Birth Date: | 14 March 1942 |
Workplaces: | Tulane University |
Discipline: | Historian |
Sub Discipline: | European history |
Thesis Title: | The Baroness Pontalba |
Thesis Year: | 1990 |
Doctoral Advisor: | Radomir Luza |
Academic Advisors: | Lawrence Powell |
Christina Vella (March 14, 1942 – March 22, 2017) was an American writer, historian of modern Europe, and adjunct professor at Tulane University in New Orleans.[1]
Vella received her Ph.D. in European and U.S. history from Tulane University in New Orleans.
Her first book, Intimate Enemies: The Two Worlds of the Baroness de Pontalba, was entered for the Pulitzer Prize and the National Book Award. It was published by Louisiana State University Press in 1997 and was chosen as one of the best books of the year by the New York Times Book Review, Publishers Weekly, and The Times-Picayune.[2] It chronicles the life and career of Micaela Almonester, the woman responsible for building the Embassy of the United States in Paris and the Pontalba Buildings in New Orleans.
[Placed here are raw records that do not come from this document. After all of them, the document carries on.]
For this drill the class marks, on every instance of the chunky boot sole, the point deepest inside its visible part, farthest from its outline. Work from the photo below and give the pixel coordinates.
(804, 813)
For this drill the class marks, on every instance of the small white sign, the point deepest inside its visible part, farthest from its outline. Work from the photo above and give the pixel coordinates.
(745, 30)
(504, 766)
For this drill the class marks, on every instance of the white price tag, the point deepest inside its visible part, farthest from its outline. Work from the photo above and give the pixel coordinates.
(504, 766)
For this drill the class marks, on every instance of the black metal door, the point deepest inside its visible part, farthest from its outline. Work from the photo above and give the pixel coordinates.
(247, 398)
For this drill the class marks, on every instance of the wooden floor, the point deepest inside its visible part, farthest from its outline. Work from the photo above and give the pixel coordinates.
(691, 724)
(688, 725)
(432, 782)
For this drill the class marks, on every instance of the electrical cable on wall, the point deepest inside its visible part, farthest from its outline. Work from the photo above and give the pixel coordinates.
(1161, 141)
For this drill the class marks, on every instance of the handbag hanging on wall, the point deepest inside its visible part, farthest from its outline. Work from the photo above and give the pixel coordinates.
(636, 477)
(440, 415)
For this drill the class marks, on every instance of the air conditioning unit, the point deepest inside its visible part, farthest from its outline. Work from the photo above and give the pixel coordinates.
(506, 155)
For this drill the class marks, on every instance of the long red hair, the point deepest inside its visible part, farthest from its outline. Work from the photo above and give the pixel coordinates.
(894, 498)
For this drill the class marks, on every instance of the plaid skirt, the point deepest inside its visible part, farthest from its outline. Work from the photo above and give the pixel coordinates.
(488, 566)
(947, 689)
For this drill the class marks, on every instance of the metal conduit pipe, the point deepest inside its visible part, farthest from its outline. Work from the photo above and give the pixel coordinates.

In 2003, Intimate Enemies was adapted by Thea Musgrave as the opera Pontalba, which premiered in New Orleans in October of that year.[3]
Vella's later books include The Hitler Kiss: A Memoir of the Czech Resistance (2002), co-authored with Radomir Luza, and Indecent Secrets - The Infamous Murri Murder Affair (2006), a history of the Murri murder trial which took place in Bologna, Italy in 1905.
Her biography of George Washington Carver, George Washington Carver: A Life, was published in 2015.[4]
She received the 2010 Preservation Award from the Foundation for Historical Louisiana.